With the present invention, high traffic density environments, such as those networks used to carry IP telephony and video, where a call may last for hours, can be satisfactorily analyzed. As pointed out above, with the present invention, analysis even of high traffic flows, is made possible because a global flow ID according to principles of the present invention is created, assigned and communicated in real-time along with a minimum of report information with greatly reduced additional flow. The global flow ID according to principles of the present invention provides heretofore minimized intrusion to network traffic, since repeated transmission of the flow per se is not necessary.
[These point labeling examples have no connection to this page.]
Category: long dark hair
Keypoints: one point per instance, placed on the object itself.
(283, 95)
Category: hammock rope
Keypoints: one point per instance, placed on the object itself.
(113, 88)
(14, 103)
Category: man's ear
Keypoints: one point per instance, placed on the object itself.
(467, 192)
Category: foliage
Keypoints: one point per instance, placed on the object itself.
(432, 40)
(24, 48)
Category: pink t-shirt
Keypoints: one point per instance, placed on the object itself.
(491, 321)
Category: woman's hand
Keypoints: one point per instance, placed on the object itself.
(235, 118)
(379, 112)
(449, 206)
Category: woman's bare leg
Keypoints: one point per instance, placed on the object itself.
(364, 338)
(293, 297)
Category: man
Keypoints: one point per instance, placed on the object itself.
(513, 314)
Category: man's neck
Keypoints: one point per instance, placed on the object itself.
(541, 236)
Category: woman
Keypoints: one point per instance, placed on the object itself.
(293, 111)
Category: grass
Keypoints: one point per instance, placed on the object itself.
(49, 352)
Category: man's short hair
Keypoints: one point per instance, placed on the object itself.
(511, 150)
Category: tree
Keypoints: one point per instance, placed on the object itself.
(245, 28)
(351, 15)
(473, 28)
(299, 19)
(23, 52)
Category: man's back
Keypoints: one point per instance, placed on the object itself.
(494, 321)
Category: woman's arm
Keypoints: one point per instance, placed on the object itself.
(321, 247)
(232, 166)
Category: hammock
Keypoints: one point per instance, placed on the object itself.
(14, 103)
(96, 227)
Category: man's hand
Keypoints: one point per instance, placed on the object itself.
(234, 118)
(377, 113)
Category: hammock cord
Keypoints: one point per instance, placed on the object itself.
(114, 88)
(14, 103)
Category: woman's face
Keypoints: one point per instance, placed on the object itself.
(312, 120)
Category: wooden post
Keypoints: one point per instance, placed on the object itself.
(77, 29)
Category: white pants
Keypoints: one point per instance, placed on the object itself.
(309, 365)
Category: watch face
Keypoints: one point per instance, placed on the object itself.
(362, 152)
In one aspect, the global flow ID is used as a numerical identifier for each information flow to uniquely identify each flow component classified by the monitoring station. The global flow ID is calculated, in one instance, by combining two types of numerical entities comprising one or more flow characteristics and, for the second type, a timestamp related to the network flow of interest. The message digest preferably is carried out according to a well-known Message Digest 5 transformation, or MD5 security hashing algorithm. The computed MD5 message digest or hash value is calculated based upon the observed flow characteristics and timing of the network flow of interest. The MD5 hashing algorithm is well known and was developed by Ron Rivest of MIT in 1991. Preferably, a global flow ID hash value, which is unique to a network flow, is calculated only once per flow, most preferably when a new network flow is detected but could also be indicated by a timestamp at another point in a message flow, as may be desired.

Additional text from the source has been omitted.